This Exercise is particularly important to me because so far I believe to have a rather poor understanding on how to compute the joint probability distribution.
Problem: Let $X$ be a RV with density $f(x)= \frac{1}{\pi\sqrt{x(1-x)}}$ for $x \in (0,1)$ and $Y$ be a RV with Exponential Distribution (standard, parameter 1). Assuming that $X,Y$ are independent I am supposed to find the joint distribution of $U=XY, \ V=(1-X)Y$
My approach: Although I couldn't rigorously proof it I think I can state that $(X,Y)$ has joint probability density given by $m(x,y)= \frac{1}{\pi \sqrt{x(1-x)}}e^{-y}$ for $(x,y) \in (0,1) \times (0, \infty)$
My idea was now to compute for an arbitrary bounded continuous $g:\mathbb{R^2} \to \mathbb{R}$ $$E(g(U,V)) = \int_{\mathbb{R^2}}g(u,v) h(u,v)dudv $$ and hope that I can find a density function $h$.

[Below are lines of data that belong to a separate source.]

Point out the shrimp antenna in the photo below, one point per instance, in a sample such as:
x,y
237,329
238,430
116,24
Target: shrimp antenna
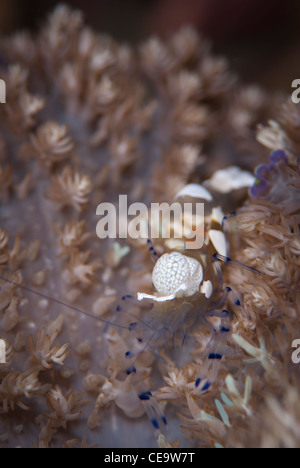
x,y
61,303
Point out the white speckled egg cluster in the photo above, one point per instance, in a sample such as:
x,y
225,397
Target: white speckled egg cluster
x,y
177,274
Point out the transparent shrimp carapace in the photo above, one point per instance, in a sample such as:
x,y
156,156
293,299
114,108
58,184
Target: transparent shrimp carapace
x,y
147,328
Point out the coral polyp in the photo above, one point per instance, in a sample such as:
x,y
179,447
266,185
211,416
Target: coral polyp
x,y
85,120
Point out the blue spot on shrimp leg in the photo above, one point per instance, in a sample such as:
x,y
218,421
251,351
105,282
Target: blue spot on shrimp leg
x,y
224,259
152,250
211,365
152,409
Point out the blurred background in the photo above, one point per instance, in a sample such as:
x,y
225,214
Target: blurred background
x,y
260,38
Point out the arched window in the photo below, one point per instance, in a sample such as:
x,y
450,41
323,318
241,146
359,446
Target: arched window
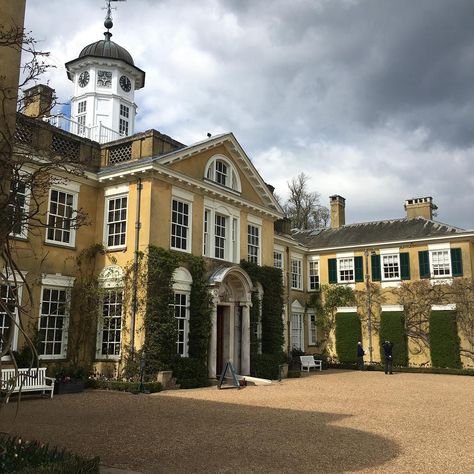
x,y
182,281
221,171
109,334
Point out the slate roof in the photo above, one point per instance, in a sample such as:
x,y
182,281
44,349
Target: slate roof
x,y
374,232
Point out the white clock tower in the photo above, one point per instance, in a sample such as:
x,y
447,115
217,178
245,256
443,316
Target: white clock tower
x,y
105,80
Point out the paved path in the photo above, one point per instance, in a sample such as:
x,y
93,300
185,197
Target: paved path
x,y
329,422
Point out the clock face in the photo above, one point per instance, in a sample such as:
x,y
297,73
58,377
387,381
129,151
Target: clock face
x,y
104,78
84,79
125,83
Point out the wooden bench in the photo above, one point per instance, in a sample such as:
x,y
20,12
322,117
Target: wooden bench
x,y
26,380
308,362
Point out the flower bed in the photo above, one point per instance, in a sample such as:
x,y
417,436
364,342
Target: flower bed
x,y
28,457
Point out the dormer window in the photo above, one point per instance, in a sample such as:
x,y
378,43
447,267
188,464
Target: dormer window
x,y
222,172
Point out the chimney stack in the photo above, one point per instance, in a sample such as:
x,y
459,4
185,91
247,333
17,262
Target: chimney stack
x,y
338,211
420,207
38,101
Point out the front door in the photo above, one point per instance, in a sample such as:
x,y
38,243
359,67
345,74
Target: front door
x,y
220,340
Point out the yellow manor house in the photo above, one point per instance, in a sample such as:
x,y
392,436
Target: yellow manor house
x,y
111,250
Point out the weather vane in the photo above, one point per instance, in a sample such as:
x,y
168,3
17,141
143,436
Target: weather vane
x,y
108,23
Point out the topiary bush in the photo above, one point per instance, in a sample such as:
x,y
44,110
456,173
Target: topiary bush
x,y
392,328
348,333
444,340
190,372
267,365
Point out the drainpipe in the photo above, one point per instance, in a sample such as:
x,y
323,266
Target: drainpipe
x,y
135,270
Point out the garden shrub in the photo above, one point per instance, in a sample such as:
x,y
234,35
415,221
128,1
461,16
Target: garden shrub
x,y
28,457
444,340
392,328
267,366
123,386
190,372
348,333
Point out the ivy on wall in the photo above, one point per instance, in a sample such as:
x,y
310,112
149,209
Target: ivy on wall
x,y
444,340
392,328
160,326
271,308
348,333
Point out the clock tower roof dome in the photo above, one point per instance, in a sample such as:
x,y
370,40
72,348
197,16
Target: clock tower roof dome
x,y
107,49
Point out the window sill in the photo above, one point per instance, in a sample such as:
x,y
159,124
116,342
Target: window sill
x,y
50,243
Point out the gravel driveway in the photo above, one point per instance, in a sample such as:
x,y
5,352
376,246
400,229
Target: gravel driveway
x,y
328,422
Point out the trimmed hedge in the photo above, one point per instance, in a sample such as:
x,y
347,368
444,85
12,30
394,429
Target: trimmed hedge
x,y
267,365
348,333
28,457
392,328
121,386
444,340
190,373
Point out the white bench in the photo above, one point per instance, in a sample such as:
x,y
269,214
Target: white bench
x,y
26,380
308,362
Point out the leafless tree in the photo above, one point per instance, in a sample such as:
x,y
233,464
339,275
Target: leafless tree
x,y
303,207
26,175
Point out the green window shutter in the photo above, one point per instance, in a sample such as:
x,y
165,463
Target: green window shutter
x,y
456,262
405,266
359,268
375,263
424,261
332,268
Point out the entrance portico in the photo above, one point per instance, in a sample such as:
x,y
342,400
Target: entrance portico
x,y
231,290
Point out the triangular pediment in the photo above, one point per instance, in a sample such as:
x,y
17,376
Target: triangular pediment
x,y
191,160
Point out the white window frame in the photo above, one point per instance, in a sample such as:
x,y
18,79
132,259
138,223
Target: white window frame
x,y
345,263
182,281
313,263
312,329
297,331
232,176
16,281
23,234
296,263
434,256
73,190
188,227
59,283
232,230
116,192
111,278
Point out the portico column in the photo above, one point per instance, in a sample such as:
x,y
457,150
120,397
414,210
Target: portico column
x,y
212,356
245,350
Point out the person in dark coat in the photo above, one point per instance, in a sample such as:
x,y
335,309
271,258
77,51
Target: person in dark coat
x,y
360,356
388,356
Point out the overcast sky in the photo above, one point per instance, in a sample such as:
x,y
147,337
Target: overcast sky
x,y
374,99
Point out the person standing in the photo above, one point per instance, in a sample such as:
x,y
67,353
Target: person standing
x,y
388,356
360,356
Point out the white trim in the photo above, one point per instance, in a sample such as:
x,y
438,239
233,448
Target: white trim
x,y
346,309
311,341
443,307
182,194
251,219
296,307
72,230
106,221
374,245
391,307
63,281
390,251
118,189
189,238
345,255
445,246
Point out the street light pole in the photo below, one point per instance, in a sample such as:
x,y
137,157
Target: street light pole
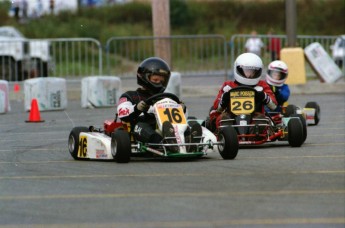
x,y
290,15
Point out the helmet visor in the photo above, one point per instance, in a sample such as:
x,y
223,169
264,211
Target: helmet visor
x,y
277,75
249,72
157,79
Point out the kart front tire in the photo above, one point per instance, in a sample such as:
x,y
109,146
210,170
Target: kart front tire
x,y
314,105
304,124
229,149
290,110
295,132
120,146
73,141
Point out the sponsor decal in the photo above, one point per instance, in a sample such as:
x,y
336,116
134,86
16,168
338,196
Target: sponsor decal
x,y
123,112
122,99
101,154
137,129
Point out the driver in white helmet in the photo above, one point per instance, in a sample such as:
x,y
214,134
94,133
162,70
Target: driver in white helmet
x,y
276,76
247,72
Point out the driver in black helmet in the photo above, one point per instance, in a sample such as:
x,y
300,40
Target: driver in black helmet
x,y
153,75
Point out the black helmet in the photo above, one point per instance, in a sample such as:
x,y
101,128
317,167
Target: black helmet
x,y
153,66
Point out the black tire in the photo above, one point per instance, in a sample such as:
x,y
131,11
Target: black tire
x,y
290,110
121,146
304,124
229,149
73,141
314,105
295,132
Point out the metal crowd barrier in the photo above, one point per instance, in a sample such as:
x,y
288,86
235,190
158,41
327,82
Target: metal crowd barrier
x,y
201,55
190,55
274,43
65,57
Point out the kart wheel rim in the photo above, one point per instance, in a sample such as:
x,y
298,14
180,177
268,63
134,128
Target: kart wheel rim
x,y
221,146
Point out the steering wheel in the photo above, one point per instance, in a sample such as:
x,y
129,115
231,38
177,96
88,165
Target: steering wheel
x,y
151,100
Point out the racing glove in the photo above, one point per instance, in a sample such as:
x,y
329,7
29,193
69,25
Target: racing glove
x,y
183,106
142,106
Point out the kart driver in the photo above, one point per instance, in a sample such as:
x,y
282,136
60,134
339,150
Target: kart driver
x,y
153,75
247,72
276,76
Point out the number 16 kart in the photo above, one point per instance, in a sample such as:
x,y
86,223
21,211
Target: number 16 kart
x,y
118,142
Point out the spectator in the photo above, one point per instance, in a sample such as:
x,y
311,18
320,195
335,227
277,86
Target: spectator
x,y
274,46
16,8
254,44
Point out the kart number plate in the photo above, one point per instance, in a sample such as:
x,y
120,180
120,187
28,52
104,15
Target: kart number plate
x,y
173,114
242,102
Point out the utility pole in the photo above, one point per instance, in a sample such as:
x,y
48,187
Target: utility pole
x,y
290,19
161,28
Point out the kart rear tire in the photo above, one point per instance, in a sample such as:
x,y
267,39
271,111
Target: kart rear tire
x,y
295,132
73,141
304,124
314,105
120,146
290,110
229,149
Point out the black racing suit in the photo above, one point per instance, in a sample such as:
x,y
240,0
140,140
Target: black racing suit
x,y
143,125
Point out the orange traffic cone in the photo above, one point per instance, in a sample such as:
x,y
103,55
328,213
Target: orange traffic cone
x,y
34,116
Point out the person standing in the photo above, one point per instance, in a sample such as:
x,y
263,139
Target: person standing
x,y
274,46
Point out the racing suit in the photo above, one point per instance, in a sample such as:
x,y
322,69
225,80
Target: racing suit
x,y
216,110
282,94
142,125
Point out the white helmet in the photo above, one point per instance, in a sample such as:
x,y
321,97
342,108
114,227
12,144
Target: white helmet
x,y
277,73
248,69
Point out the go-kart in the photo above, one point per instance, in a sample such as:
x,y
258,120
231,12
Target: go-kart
x,y
117,141
310,112
253,129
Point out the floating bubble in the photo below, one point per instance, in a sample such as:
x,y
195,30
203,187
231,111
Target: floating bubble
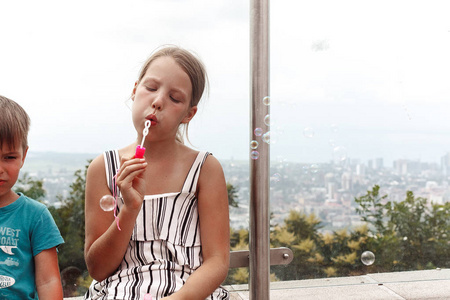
x,y
267,120
107,202
276,177
305,169
339,153
367,258
129,103
266,137
308,132
258,131
254,155
334,127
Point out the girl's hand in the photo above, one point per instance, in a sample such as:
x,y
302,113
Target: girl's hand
x,y
131,182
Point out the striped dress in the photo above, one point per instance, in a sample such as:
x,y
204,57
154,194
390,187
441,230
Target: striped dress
x,y
165,246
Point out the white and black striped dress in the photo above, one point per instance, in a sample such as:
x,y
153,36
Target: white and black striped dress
x,y
165,246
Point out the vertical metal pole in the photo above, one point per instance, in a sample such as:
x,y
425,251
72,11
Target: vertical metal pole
x,y
259,283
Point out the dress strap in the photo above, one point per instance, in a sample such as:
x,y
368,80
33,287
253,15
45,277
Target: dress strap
x,y
112,164
190,184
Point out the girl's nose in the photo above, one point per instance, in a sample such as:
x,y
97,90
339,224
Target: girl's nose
x,y
157,103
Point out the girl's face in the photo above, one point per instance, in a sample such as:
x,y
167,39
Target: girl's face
x,y
162,96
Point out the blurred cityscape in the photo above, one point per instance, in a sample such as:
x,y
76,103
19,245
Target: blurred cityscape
x,y
326,189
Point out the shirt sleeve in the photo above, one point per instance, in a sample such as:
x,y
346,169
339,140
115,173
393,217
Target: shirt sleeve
x,y
45,234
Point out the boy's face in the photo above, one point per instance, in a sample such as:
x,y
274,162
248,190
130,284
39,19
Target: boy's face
x,y
11,161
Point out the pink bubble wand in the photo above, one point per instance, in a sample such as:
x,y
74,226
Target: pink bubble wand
x,y
140,149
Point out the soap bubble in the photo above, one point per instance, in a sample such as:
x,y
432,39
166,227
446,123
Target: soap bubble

$$E(g(U,V))=E(g(XY,(1-X)Y)) \\ \overset{3)}= \int_{\mathbb{R}^2}g(xy,(1-x)y) \frac{1}{\pi \sqrt{x(1-x)}}e^{-y}1_{(x,y) \in (0,1) \times (0 , \infty)} dx dy \\ = \int_{(0,1) \times (0, \infty)} g(xy,(1-x)y) \frac{1}{\pi \sqrt{x(1-x)}}e^{-y} dx dy =:I$$
Choosing the obvious transformation/substitution $(u,v)=(xy,(1-x)y)$ I get $(u,v) \in (0, \infty) \times (0, \infty)$ and $x= \frac{u}{u+v},y=u+v$ for the Jacobi Matrix I obtain $$J= \begin{pmatrix} \frac{v}{(u+v)^2} & \frac{-u}{(u+v)^2} \\ 1 & 1 \end{pmatrix} \implies |\det J| = \frac{1}{u+v}>0 $$ So finally I would obtain for the above integral denoted as $I$ that $$I= \int_{(0, \infty)^2} g(u,v) \underbrace{\frac{1}{\pi(\sqrt{\frac{u}{u+v}(1-\frac{u}{u+v})}}e^{-(u+v)} \frac{1}{u+v}}dudv \\ = \int_{(0, \infty)^2} g(u.v) \frac{1}{\pi \sqrt{uv}} e^{-(u+v)}dudv$$
Questions: 1) The obvious question of course if the above is correct or not
2) Do I need to do anything more? Or just state that the distribution of $(U,V)$ is given by the strange underbraced term on the last integral?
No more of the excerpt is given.